This is a hand written signature of Helen Keller. She would use a ruler to assist her so that she could write in a straight line, writing up against the rulers edge. Notice this is printed writing not cursive writing. Cursive would have allowed for continual movement. Printing would have required her to stop and start for each letter, yet the letters are uniquely spaced and individual. This framed collection has her handwritten signature and pictures of herself and her teacher Anne Sullivan.

History and interesting aspects of Helen Keller’s life.

Helen Keller was born with her senses of sight and hearing, and started to speak when she was just 6 months old. She was walking by the age of 1. Helen Keller contracted an illness—called “brain fever” that produced a high body temperature. Some believe it might have been scarlet fever or meningitis. A few days after the fever broke, Helen’s mother noticed that her daughter didn’t show any reaction when she would wring the dinner bell, or when movement like a hand was in front of her face. Helen had had lost both her sight and her hearing from the illness. She was 19 months old when this occurred..

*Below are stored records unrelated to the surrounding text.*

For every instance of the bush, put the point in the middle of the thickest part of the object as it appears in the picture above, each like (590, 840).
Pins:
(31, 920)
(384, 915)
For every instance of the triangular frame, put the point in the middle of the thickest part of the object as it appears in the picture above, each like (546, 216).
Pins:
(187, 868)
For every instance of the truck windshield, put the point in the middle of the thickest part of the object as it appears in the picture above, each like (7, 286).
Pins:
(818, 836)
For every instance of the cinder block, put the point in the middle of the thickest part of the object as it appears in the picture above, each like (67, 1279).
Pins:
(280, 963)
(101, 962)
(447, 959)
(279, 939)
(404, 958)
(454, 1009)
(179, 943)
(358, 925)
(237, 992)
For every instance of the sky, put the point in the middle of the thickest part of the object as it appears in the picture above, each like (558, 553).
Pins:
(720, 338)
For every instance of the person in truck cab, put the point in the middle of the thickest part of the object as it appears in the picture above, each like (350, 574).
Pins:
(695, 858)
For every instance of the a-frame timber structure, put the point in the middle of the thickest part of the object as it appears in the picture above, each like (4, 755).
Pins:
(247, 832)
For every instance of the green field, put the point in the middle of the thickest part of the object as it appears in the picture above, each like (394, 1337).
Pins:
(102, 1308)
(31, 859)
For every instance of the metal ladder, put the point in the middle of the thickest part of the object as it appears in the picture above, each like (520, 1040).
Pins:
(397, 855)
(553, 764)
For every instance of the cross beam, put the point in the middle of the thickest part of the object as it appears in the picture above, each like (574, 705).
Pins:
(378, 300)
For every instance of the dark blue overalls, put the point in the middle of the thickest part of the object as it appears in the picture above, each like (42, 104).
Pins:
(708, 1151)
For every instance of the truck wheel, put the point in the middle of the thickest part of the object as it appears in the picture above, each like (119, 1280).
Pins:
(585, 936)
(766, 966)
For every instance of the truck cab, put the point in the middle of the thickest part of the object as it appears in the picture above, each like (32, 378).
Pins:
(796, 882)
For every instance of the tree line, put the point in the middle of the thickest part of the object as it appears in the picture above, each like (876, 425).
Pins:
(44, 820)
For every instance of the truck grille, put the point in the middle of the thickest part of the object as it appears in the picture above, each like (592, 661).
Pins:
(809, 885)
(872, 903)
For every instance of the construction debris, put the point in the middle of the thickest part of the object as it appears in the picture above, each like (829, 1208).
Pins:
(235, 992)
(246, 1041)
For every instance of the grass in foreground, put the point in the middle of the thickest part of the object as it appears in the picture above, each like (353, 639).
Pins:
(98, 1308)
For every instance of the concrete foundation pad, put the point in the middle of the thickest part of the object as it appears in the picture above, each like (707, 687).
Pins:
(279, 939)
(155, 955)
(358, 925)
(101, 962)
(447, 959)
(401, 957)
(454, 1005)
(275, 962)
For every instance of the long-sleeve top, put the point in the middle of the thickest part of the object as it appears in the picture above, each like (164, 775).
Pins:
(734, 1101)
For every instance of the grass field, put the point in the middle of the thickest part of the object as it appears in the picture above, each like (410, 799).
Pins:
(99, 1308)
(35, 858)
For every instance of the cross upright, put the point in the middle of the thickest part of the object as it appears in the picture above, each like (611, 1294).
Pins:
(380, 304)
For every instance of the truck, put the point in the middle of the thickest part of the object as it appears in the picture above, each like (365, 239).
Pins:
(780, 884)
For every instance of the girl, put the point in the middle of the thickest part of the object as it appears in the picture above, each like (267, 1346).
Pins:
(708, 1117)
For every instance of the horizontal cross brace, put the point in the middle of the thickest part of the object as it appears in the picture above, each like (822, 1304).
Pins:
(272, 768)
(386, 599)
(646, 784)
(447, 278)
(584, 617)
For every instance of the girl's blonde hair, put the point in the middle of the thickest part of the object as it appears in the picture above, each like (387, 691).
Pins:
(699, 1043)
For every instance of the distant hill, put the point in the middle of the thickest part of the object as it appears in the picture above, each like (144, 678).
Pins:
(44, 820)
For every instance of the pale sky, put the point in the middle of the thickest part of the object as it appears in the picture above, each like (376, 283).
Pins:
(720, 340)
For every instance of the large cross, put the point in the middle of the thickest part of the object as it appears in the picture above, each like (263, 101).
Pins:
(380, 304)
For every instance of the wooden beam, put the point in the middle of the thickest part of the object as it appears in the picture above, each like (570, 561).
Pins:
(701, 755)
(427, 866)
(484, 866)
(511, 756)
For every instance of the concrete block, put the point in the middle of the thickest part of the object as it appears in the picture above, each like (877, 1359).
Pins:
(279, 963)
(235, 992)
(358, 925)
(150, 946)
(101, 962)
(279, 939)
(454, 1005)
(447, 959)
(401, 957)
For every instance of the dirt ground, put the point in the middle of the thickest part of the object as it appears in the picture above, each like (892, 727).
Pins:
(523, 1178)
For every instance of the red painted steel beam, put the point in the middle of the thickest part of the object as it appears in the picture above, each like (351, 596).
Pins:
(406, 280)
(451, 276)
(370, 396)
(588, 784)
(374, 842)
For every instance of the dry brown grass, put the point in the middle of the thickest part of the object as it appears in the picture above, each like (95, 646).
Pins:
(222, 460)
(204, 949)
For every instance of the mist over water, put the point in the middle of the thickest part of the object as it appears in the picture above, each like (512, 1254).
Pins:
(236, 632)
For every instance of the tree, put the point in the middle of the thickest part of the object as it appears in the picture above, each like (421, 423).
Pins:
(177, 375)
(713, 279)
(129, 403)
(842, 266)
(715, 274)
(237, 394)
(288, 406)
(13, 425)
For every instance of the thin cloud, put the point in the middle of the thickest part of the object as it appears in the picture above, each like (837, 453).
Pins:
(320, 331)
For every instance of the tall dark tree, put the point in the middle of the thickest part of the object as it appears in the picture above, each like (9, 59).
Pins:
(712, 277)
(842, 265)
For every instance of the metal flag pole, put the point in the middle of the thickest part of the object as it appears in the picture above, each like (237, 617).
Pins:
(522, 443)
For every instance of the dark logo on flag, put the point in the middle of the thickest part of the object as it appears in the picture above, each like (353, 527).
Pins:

As Keller grew,she became friends with Martha daughter to their family’s cook. The two created their own type of sign language, and used more than 60 signs to communicate to each other. Helen had many episodes of anger and times of acting out when angry, often times screaming and kicking, and at the opposite end of that would giggle uncontrollably when she was happy. Because of her raging tantrums many relatives believed her mother should have her institutionalized. This brought her mother, who would never give up on helping her, to search for ways to best help. After reading “American Notes” by Charles Dickens she learned of another deaf and blind child that had been educated quite successfully, which brought Helen to Alexander Graham Bell who was working with deaf children at the time. He was able to connect Helen with long time friend and teacher Anne Sullivan. Helen attended speech school and spent 25 years working on her speech so that others might be able to understand her. Helen used several methods to communicate with others, including braille.She met many people who became friends, including Mark Twain, who introduced her to a friend that was so impressed with her perseverance, that he paid for her to attend Radcliffe College. Anne Sullivan attended classes there with Helen helping her and they continued their teacher pupil relationship for 49 years until Annes death. Helen received many honors for her accomplishments throughout her life, including honorary doctoral decrees from many well known universities around the world.